Pensé en el blanco que conducía la ambulancia que se llevó a la monja.

—¿Labios gruesos? —sugerí. Era lo que había dicho la hermana Juana, y él movía la cabeza: «Sí»—. ¿Un hoyuelo en la mejilla? —«Sí»—. ¿Un pendiente? —«Sí.»

—¿Cuándo fue eso?

—Hace tiempo. —El hombre hacía memoria. Poca clientela, poco trabajo, mucho tiempo para pensar, la costumbre de charlar con todo el mundo, todo esto jugaba a mi favor—. El mes pasado. Primeros de mayo. El pobre hombre no se aclaraba. Sabía que los Gracián habían vivido aquí, pero poco más. Que tenían una niña negra, sí, eso sí, pero ni siquiera sabía si tenían más hijos, o si ellos mismos seguían vivos. Le dije que la niña se había hecho monja. No lo sabía. Parecía sobrepasado. Le dije que Laieta había muerto. Quería saber dónde vivía ahora la niña. Le digo: «Yo qué sé.» Me da una tarjeta y dice: «Si se acuerda o averigua algo, llámeme.»

—¿Conserva la tarjeta?

—Me parece que sí.

—¿Me la puede conseguir? Me interesaría mucho hablar con él. Tal vez ya haya averiguado lo que yo quiero saber.

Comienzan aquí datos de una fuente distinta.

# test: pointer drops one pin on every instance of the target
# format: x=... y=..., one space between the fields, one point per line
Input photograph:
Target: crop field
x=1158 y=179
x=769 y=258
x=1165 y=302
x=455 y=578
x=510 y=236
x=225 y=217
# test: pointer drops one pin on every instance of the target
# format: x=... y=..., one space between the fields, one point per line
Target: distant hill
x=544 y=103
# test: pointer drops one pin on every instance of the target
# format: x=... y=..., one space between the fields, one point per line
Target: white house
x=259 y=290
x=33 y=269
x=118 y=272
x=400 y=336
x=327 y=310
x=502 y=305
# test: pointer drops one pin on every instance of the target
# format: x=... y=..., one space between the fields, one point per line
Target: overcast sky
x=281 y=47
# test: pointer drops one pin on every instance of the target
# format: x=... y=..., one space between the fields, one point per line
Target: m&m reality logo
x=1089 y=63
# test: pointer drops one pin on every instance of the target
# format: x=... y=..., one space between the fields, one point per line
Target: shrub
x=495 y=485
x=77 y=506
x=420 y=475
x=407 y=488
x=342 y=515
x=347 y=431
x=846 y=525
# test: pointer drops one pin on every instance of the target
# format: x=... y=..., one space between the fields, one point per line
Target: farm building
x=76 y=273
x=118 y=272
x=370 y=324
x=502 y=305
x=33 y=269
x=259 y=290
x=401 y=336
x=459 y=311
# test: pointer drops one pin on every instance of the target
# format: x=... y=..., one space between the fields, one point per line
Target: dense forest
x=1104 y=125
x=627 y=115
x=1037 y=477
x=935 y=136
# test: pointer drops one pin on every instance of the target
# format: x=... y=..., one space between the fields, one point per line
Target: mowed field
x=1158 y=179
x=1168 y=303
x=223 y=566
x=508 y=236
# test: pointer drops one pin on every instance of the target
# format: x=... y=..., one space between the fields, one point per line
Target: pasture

—Lo dudo. Se le veía más perdido que a un pulpo en un garaje. Espere, que voy por ella.

Desapareció hacia el interior de la tienda. Entretanto, llegó una señora mayor con un carrito de la compra y le dije que esperara un momento.

El frutero salió enseguida. Llevaba una tarjeta en la mano. En ella se leía: «Luis Humberto Querétaro» y un número de teléfono.

—Puede quedársela —dijo, y se dedicó a la clienta—. ¿En qué puedo servirla, señora Antonia?

—Póngame dos kilos de tomates, pero elíjalos bien.

—Hágalo usted misma, señora.

—¿Y no vino también una catalana? —pregunté.